Teurer Strom

Mit einem Kommentar von

Karsten Karnath

Certified Valuation Analyst

Die hohen Energiepreise in Deutschland bringen Unternehmen Wettbewerbsnachteile. Daran wird wohl auch ein subventionierter Brückenstrompreis nichts ändern. Andere Lösungen müssen dringend her.

Wenn Hans-Günter Trockels über die deutsche Energiepolitik spricht, benutzt er Bezeichnungen wie „unvernünftige Maßnahmen“ und „kurzfristige Entscheidungen“. Der Inhaber und Geschäftsführer der Großbäckerei Kuchenmeister aus Soest kritisiert den subventionierten Brücken- beziehungsweise Industriestrompreis von sechs Cent pro Kilowattstunde (kWh), den das Bundesministerium für Wirtschaft und Klimaschutz (BMWK) am 5. Mai vorgeschlagen hat: „Wir würden dadurch nicht wettbewerbsfähiger werden.“ Der Strompreis sei in verschiedenen anderen europäischen Ländern geringer. So kostete kurzfristig lieferbarer Strom am Spotmarkt laut Trockels am 1. August etwa in Schweden drei Cent pro kWh. Als in Deutschland produzierendes Familienunternehmen ergäben sich durch dieses Gefälle in den Energiepreisen deutliche Wettbewerbsnachteile.

Der Chef der Großbäckerei hält nicht viel von Subventionen – das lohne sich nicht: „Allein etwa 30 bis 40 Prozent der erzielbaren Summe geht raus für Berater und die Antragsverwaltung und dann sind die zugesagten Subventionen nicht immer sicher.“ Trockels erläutert seine Kritik auch anhand eines anderen Beispiels: „Unsere Gas-Lkw waren bisher von der Maut befreit, nun wurde diese Maut-Befreiung kurzfristig schon zu Ende 2023 aufgehoben.“

Hintergrund: Das BMWK schlägt zwei Schritte vor, um wettbewerbsfähige Strompreise vorzustellen. Über einen langfristigen „Transformationsstrompreis“ soll die Wirtschaft von günstigem Strom aus Erneuerbaren Energien profitieren. Für die Zwischenphase bis 2030 soll es einen „Brückenstrompreis“ von sechs Cent pro kWh für einen „klar definierten Empfängerkreis“ geben, der „aus öffentlichen Mitteln finanziert werden muss“.
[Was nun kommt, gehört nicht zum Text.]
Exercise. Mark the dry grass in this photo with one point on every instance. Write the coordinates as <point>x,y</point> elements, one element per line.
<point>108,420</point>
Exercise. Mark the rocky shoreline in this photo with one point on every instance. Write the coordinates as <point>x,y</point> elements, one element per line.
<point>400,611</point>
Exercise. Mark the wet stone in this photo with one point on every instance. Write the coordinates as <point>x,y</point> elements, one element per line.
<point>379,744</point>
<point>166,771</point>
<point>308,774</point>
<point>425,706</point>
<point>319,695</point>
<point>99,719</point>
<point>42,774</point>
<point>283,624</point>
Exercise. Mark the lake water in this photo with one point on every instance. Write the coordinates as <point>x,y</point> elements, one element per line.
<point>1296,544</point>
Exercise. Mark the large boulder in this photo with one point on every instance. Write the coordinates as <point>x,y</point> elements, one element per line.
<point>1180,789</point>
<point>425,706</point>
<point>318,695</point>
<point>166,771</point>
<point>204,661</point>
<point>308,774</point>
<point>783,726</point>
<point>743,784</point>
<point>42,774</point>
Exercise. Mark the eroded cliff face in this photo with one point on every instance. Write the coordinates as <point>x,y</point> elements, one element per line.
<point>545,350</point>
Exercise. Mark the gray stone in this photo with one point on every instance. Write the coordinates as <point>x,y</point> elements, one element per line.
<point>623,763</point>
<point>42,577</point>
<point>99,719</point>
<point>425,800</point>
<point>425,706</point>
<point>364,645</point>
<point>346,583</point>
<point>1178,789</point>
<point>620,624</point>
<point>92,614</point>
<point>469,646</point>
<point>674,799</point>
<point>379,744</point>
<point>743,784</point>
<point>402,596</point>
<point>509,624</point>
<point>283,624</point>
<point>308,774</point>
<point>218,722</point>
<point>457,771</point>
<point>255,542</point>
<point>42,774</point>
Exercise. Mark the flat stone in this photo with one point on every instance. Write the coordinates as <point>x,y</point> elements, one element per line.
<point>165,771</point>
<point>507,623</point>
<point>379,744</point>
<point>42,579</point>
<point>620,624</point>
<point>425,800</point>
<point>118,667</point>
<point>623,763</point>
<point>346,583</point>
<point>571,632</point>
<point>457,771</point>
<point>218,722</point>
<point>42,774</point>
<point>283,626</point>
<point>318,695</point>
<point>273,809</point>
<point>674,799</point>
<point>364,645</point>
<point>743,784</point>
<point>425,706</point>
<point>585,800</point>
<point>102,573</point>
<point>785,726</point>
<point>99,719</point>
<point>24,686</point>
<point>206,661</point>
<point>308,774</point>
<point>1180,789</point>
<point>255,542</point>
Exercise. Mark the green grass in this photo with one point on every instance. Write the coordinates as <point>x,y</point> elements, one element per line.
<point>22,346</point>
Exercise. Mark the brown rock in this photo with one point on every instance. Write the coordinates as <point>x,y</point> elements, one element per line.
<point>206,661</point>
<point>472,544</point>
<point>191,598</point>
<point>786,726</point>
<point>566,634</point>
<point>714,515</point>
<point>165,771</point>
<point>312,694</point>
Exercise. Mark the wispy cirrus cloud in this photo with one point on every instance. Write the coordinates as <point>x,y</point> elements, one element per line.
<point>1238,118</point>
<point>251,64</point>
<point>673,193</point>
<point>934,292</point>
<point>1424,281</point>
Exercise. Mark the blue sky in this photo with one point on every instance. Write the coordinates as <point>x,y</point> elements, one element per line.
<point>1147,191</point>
Der Brückenstrompreis richtet sich nur an energieintensive Unternehmen, die im internationalen Wettbewerb stehen, inklusive neuer energieintensiver Transformationsindustrien. Dazu greift das Konzept auf die Besondere Ausgleichsregelung (BesAR) zurück. Dem BMWK zufolge gehe der Kreis der Unternehmen, die dort Zugang haben, zurück auf die in den Klima-, Umwelt- und Energiebeihilfeleitlinien definierten Branchen. Erfasst seien damit wesentliche Teile der klassischen energieintensiven Industrien in Deutschland, beispielsweise aus dem Bereich Chemie und Stahl, aber auch Branchen wie die Batteriezellfertigung.

Der Teilnehmerkreis umfasste nach BMWK-Angaben in den vergangenen Jahren rund 2000 Industrie-Unternehmen. Der Brückenstrompreis soll als Sparanreiz nur für 80 Prozent des Stromverbrauchs gelten. Er soll gebunden sein an eine Verpflichtung zur Transformation, bis 2045 Klimaneutralität zu erreichen, an Tariftreue und eine Standortgarantie.

Wie sehen andere Mittelständler das Konzept? Der Deutsche Mittelstands-Bund (DMB) lehnt es in der aktuellen Form ab. Ein Brückenstrompreis von sechs Cent pro kWh Strom, wie vorgeschlagen, könnte die aktuellen Kostenspitzen für wenige Großunternehmen zwar gegebenenfalls brechen, international wettbewerbsfähige Strompreise wären dadurch aber trotzdem nicht gegeben.

Viel sinnvoller wäre daher ein nachhaltiges Entlastungskonzept für alle Unternehmen, statt eines Brückenstrompreises nur für die energieintensive Industrie, die im internationalen Wettbewerb stehe und weitere Vorbedingungen erfüllen müsse. Viele KMU befänden sich als Zulieferer dieser Unternehmen indirekt oder aufgrund ihrer Aktivitäten auf ausländischen Märkten ebenfalls im internationalen Wettbewerb, könnten aber von der Entlastung keinen Gebrauch machen, so der DMB.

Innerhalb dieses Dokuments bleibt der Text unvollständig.